Dans les salons lambrissés de la ville haute et les chaumières de ce que l’on appelle l’arrière-pays, d’aucuns se perdaient en conjectures depuis 1996. Le monde est-il complice de la situation du Congo face à son agression par le Rwanda ?
Cette situation instable dans l’Est du pays créée délibérément par la boulimie du président rwandais Paul Kagame soulève des vagues de protestations devant l’indifférence du monde et une justice sélective en vertu de laquelle les Africains mériteraient un traitement discriminatoire sur la scène internationale.
Cette crise sécuritaire, une des plus grandes depuis la deuxième Guerre Mondiale dévaste l’Est du Congo-Kinshasa depuis 1994. Elle coïncide avec l’arrivée au pouvoir aux Etats-Unis du président démocrate Bill Clinton. L’implication américaine dans la sous-région a contribué à l’instabilité. Lorsque le républicain George W. Bush succéda à Clinton, les espoirs se sont davantage envolés, car les différentes administrations avaient la réputation en politique étrangère de poursuivre la même trajectoire.

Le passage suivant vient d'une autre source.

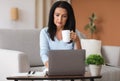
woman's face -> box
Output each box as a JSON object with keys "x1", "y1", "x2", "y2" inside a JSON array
[{"x1": 54, "y1": 7, "x2": 68, "y2": 29}]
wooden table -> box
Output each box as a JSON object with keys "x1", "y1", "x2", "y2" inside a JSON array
[{"x1": 7, "y1": 73, "x2": 102, "y2": 81}]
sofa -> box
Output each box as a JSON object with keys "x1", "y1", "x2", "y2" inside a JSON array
[{"x1": 0, "y1": 29, "x2": 120, "y2": 81}]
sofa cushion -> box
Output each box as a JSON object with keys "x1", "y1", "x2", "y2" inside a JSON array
[
  {"x1": 102, "y1": 46, "x2": 120, "y2": 67},
  {"x1": 81, "y1": 39, "x2": 101, "y2": 57},
  {"x1": 0, "y1": 29, "x2": 43, "y2": 66}
]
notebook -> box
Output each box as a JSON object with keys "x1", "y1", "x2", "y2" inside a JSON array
[{"x1": 47, "y1": 50, "x2": 85, "y2": 75}]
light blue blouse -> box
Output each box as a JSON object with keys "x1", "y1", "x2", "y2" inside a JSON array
[{"x1": 40, "y1": 27, "x2": 74, "y2": 63}]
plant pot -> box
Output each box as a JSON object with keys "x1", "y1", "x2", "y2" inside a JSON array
[
  {"x1": 81, "y1": 39, "x2": 101, "y2": 57},
  {"x1": 89, "y1": 65, "x2": 102, "y2": 76}
]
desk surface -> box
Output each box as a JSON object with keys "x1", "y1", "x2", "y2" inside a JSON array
[{"x1": 7, "y1": 73, "x2": 102, "y2": 80}]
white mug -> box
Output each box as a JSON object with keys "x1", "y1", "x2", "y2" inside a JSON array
[{"x1": 62, "y1": 30, "x2": 71, "y2": 42}]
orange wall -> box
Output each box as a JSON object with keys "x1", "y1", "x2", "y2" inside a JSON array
[{"x1": 71, "y1": 0, "x2": 120, "y2": 46}]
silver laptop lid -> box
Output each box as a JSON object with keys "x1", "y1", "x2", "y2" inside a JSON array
[{"x1": 48, "y1": 50, "x2": 85, "y2": 75}]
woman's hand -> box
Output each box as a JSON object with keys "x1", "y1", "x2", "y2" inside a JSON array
[
  {"x1": 45, "y1": 61, "x2": 48, "y2": 68},
  {"x1": 70, "y1": 31, "x2": 81, "y2": 49},
  {"x1": 70, "y1": 31, "x2": 80, "y2": 42}
]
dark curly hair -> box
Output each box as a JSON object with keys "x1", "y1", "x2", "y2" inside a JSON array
[{"x1": 48, "y1": 1, "x2": 76, "y2": 41}]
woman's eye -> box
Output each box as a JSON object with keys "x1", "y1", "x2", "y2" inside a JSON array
[{"x1": 56, "y1": 14, "x2": 59, "y2": 16}]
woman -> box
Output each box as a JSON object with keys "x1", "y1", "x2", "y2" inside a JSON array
[{"x1": 40, "y1": 1, "x2": 80, "y2": 67}]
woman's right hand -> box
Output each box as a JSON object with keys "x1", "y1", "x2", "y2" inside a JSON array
[{"x1": 45, "y1": 61, "x2": 48, "y2": 68}]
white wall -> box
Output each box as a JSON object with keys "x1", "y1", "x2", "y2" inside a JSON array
[{"x1": 0, "y1": 0, "x2": 35, "y2": 28}]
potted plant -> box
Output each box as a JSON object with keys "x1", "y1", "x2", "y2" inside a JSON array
[
  {"x1": 84, "y1": 13, "x2": 97, "y2": 38},
  {"x1": 85, "y1": 54, "x2": 104, "y2": 76},
  {"x1": 81, "y1": 13, "x2": 101, "y2": 57}
]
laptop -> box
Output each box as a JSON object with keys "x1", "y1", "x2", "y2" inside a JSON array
[{"x1": 47, "y1": 50, "x2": 85, "y2": 76}]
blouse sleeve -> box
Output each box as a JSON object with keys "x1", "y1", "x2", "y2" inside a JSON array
[{"x1": 40, "y1": 29, "x2": 49, "y2": 64}]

Le deuxième mandat du républicain Donald Trump semble avoir inauguré une nouvelle ère à cet égard révélée par les accords de paix de Washington sponsorisés par la première puissance mondiale et les sanctions contre l’armée rwandaise et un quarteron de ses officiers généraux.
Faut-il pour autant se réjouir aussi des sanctions infligées à l’ancien président congolais Joseph Kabila, que le gouvernement américain accuse de s’être rangé du côté des agresseurs de la République démocratique du Congo, en boutant le feu à son propre pays pour des revendications égocentriques ?
On est tenté de répondre par l’affirmative à cette question lancinante étant donné que le statut d’ancien chef d’État de Joseph Kabila le place dans l’obligation de transcender ses intérêts particuliers pour préserver les Intérêts Nationaux d’un pays qui lui a tout donné.